We chose women that mimicked the inclusion criteria of the very first seminal trial in the United States, which was P1, the tamoxifen trial. Women had to be post-menopausal, so that was different; they could be 35 years of age or over, because some women are menopausal earlier than others; they had to have one more risk factor at least, or more. Age of 60 alone allowed them into the trial; precursor lesions that we’ve discussed; ductal carcinoma started treated with mastectomy and a Gale score of at least 1.66 or above, the FDA threshold for tamoxifen. Gale is an interesting score because it takes into account all the reproductive history and all the risk factors that we know about – previous benign disease, family history, all kinds of things. So it gives a score, it’s an on-line tool that women use and doctors, and we set that at 1.66 or above. So that was the patient population.

What’s possibly more important, though, is that the actual cancer event rates were similar in our trial to other trials, despite the slight variation in inclusion criteria. But at the end of the day, if you said to whom does this apply, the first experimental answer, the correct answer, for any experiment which is successful, is those best fitting this result are those that could have gone into this trial, because that’s exactly who this result benefitted.

Where do you see the potential for replacing tamoxifen with exemestane?

Not in pre-menopausal women; not in BRCA1 or 2 carriers, which we haven’t tested in this trial and perhaps not for some women who would chose that route anyway.
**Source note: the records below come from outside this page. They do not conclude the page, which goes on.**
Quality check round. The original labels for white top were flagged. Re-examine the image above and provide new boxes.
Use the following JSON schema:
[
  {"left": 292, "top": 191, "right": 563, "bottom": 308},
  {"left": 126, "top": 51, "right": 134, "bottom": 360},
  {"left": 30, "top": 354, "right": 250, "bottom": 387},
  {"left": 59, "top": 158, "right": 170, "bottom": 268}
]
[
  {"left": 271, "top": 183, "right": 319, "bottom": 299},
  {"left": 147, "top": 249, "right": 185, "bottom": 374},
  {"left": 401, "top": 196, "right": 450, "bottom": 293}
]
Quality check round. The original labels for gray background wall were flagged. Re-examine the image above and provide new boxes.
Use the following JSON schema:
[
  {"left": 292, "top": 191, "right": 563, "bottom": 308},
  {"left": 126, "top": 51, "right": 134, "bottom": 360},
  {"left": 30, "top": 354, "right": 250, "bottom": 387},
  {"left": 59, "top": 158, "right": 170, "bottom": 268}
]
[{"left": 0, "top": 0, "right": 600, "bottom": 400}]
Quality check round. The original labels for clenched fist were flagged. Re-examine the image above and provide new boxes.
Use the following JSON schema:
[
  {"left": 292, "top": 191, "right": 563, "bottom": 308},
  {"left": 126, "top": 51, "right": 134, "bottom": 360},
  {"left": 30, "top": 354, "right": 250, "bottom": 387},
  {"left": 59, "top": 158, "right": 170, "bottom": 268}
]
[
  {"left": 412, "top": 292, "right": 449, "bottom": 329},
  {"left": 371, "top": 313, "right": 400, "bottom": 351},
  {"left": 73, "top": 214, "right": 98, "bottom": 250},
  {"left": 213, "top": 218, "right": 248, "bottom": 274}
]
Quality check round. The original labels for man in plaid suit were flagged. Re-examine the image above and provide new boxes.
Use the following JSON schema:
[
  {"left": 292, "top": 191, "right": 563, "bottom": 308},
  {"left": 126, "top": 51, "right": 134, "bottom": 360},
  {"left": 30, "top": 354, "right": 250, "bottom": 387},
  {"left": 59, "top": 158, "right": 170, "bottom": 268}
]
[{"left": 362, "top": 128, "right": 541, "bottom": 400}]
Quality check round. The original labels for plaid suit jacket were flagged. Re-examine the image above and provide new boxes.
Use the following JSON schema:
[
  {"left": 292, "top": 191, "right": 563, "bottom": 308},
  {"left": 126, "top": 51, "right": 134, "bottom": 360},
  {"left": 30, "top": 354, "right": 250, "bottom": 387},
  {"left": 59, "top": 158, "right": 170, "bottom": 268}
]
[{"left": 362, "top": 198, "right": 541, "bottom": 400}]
They will rival tamoxifen in price, they’ll become generic and the cost will fall, but it’s hard to imagine that any woman who wants to have breast cancer prevention who is menopausal would select tamoxifen above this, but I don’t want to give the impression that we’ve compared ourselves to tamoxifen or that tamoxifen is a valueless thing. As a breast cancer doctor, I wish more people had used tamoxifen and if this result only increased the debate to make more doctors use tamoxifen I’d be happy, but I think there’s a better choice, certainly for menopausal women it’s a better choice.